The General Aviation Manufacturers Association (GAMA) hailed the launch of the European Aviation Safety Agency’s (EASA) CS-23 final rule, calling it a true breakthrough for the general aviation sector.
The new CS-23 framework will dramatically improve how easily new safety technologies and products can be developed and made available to customers, according to GAMA officials.
Industry will now be able to more nimbly respond in a cost-effective manner through performance-based safety rules, coupled with consensus standards for compliance, they add.
“This is a landmark day for the general aviation industry,” GAMA President and CEO Pete Bunce said. “This rule is nothing less than a total rethinking of how our industry can bring new models of pistons, diesels, turboprops, light jets, and new hybrid and electric propulsion aeroplanes to market, as well as facilitating safety-enhancing modifications and upgrades to the existing fleet.”
“EASA CS-23 are new smart and flexible rules that were prepared with, and for, a safe innovative general aviation industry,” added Trevor Woods, EASA’s Director of Certification.The new rule forms part of a global, harmonised effort to develop common certification standards; removing regulatory barriers and promoting the acceptance of aircraft and products worldwide, GAMA officials explain.
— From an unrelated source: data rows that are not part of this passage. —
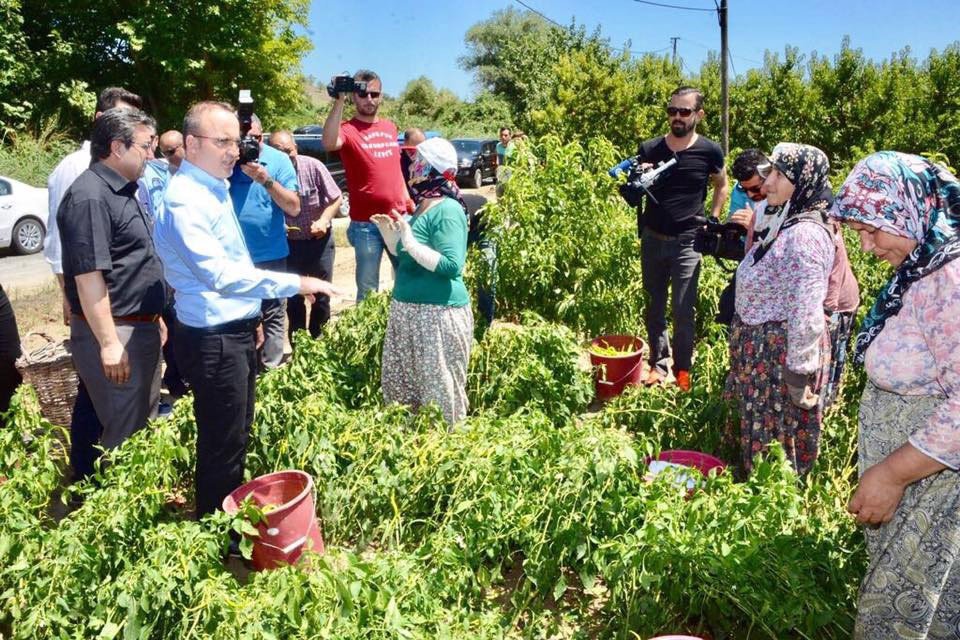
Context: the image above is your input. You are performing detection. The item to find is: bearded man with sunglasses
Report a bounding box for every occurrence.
[323,70,413,302]
[637,87,727,391]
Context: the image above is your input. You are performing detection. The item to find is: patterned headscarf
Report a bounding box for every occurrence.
[753,142,830,264]
[830,151,960,363]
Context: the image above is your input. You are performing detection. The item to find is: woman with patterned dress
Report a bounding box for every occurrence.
[830,151,960,640]
[371,138,473,425]
[726,143,834,474]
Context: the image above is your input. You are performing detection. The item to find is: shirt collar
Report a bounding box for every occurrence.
[177,158,230,195]
[90,162,137,193]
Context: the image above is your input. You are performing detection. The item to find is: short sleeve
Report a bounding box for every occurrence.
[57,197,113,277]
[271,154,300,192]
[710,143,724,175]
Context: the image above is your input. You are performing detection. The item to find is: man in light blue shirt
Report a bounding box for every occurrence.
[230,115,300,369]
[154,102,337,517]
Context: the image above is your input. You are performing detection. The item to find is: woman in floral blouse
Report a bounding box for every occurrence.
[726,143,834,474]
[831,151,960,640]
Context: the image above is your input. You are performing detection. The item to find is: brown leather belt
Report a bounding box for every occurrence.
[74,313,160,324]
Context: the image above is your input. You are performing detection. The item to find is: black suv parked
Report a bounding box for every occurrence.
[450,138,497,189]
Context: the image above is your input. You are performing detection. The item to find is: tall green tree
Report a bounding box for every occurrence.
[13,0,311,132]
The FAA is also in the process of implementing its Part-23 rule for small aircraft.
“It would not have been possible to reach this milestone without the dedication and tireless efforts of many in the industry and EASA,” Bunce noted. “This initiative is truly the poster child of future rulemaking: With a cooperative, global approach between authorities and all relevant stakeholders.”
“I am sure the result we see here today is a testament to what we can accomplish when government and industry work hand in hand to achieve a common goal,” added Matthias Betsch, CEO of Flight Design Germany. “In fact, it might be the best example yet of global cooperation between aviation authorities.”
The new CS-23 framework goes into effect Aug. 15, 2017.